Il mese che era trascorso dalla morte di Katy non era stato buono con lui. Indossava un paio di pantaloni color kaki e un vecchio maglione grigio sformato. Si vedeva che era dimagrito e la cosa lo faceva sembrare un ragazzo di strada, anche più basso di quanto non fosse in realtà. Il suo fascino da componente di una boy-band iniziava a mostrare un po' la corda: borse violacee sotto gli occhi, un solco verticale che si andava formando tra le sopracciglia. Il fiore della giovinezza, che sarebbe dovuto durare per lui ancora qualche anno, stava appassendo in fretta. Quel cambiamento non mi era parso tanto evidente allo scavo, ma adesso lo notavo e mi fece riflettere.

Cominciammo con domande facili, cose senza implicazioni alle quali poteva rispondere senza doversene preoccupare. Era di Rathfarnham, vero? Studiava al Trinity? Aveva appena finito il secondo anno? Com'erano andati gli esami? Damien rispondeva a monosillabi e intanto si attorcigliava il bordo del maglione attorno al pollice. Ovviamente, moriva dalla voglia di sapere perché glielo chiedevamo, ma aveva anche paura di scoprirlo. Cassie portò gradatamente la conversazione sull'archeologia e lui piano piano si rilassò. Smise di tormentare il maglione e bevve il suo tè, rispondendo con frasi di senso compiuto. I due intavolarono tutta una lunga e serena conversazione sui vari reperti che avevano trovato allo scavo. Li lasciai fare per almeno venti minuti prima di intervenire. Sfoderai il mio sorriso più tollerante. «Mi spiace interrompervi, ragazzi, ma sarebbe meglio tornare a parlare di quello che ci interessa, altrimenti mi sa che finiamo nei guai tutti e tre.»

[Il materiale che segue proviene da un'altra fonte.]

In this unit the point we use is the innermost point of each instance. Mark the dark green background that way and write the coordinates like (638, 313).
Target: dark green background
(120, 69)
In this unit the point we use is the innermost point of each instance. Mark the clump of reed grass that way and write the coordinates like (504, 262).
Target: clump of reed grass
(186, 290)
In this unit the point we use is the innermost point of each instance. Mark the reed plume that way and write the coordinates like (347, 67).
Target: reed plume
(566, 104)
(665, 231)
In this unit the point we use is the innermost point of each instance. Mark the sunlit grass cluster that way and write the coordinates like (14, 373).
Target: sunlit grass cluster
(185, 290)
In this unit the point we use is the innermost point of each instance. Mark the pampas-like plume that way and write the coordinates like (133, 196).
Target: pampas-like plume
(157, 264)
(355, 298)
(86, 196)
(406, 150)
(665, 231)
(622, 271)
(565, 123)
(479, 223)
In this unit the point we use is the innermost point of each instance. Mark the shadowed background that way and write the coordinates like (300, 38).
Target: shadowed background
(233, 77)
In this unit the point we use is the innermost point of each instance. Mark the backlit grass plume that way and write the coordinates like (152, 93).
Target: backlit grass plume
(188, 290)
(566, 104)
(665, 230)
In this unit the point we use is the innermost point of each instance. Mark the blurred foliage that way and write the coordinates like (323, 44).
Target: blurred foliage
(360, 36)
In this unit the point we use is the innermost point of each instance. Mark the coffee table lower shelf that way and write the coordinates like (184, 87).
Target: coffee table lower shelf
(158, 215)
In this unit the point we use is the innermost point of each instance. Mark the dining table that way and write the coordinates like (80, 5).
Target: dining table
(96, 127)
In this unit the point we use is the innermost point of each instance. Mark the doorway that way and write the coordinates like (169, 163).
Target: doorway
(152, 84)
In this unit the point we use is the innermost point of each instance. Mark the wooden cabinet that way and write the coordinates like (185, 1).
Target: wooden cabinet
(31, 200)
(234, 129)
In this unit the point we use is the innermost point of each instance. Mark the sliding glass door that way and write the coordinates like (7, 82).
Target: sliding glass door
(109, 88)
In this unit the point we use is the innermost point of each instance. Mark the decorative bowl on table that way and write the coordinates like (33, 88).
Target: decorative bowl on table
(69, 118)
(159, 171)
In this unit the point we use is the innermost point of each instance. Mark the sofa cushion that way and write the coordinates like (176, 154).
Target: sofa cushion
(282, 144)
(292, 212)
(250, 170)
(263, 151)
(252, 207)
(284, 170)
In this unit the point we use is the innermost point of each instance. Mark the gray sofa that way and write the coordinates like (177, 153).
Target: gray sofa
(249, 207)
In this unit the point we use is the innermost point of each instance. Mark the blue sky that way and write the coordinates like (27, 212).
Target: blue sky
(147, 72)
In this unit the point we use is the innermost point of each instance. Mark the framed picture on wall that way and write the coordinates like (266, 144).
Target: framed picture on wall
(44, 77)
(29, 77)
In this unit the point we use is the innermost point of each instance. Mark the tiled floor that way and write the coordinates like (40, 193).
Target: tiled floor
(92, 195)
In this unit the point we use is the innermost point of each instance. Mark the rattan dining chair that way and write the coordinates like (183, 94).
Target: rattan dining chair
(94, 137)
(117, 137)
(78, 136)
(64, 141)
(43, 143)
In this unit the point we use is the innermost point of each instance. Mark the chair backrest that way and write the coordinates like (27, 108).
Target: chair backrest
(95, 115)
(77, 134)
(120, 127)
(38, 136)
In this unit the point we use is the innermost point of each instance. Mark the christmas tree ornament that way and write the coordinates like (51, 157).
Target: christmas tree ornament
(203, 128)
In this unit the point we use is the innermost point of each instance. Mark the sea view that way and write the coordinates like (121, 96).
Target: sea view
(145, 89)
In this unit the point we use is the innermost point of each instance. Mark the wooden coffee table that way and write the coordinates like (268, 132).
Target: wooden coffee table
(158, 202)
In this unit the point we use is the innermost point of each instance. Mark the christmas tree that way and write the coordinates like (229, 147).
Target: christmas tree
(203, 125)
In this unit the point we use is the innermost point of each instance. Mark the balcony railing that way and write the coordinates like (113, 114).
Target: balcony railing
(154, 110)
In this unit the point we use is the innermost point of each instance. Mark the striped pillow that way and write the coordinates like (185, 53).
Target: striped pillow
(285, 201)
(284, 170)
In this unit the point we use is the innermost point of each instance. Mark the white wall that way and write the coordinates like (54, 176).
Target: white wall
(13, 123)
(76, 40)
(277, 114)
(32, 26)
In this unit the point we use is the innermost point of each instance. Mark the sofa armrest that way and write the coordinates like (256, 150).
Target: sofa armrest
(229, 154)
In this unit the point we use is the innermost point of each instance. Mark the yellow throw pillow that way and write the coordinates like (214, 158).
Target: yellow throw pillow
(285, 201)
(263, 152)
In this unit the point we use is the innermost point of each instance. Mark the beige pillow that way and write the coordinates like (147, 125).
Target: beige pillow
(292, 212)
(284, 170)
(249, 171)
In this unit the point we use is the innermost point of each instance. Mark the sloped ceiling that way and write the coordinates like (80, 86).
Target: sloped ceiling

«Ma dai, Ryan, un minuto» implorò Cassie. «Non ho mai visto un fermamantello. Com'è fatto?»

«Pare che lo esporranno al Museo nazionale» aggiunse Damien, arrossendo di orgoglio. «È piuttosto grande, di bronzo, e sopra c'è un disegno…» Fece dei ghirigori con un dito, forse per indicare il motivo inciso.

«Dai, me lo disegni?» chiese Cassie, facendo scivolare verso di lui il suo taccuino e la penna. Damien disegnò, obbediente, con la fronte aggrottata per la concentrazione.

«Una cosa tipo questa» disse, restituendo il taccuino a Cassie. «Non sono bravo a disegnare.»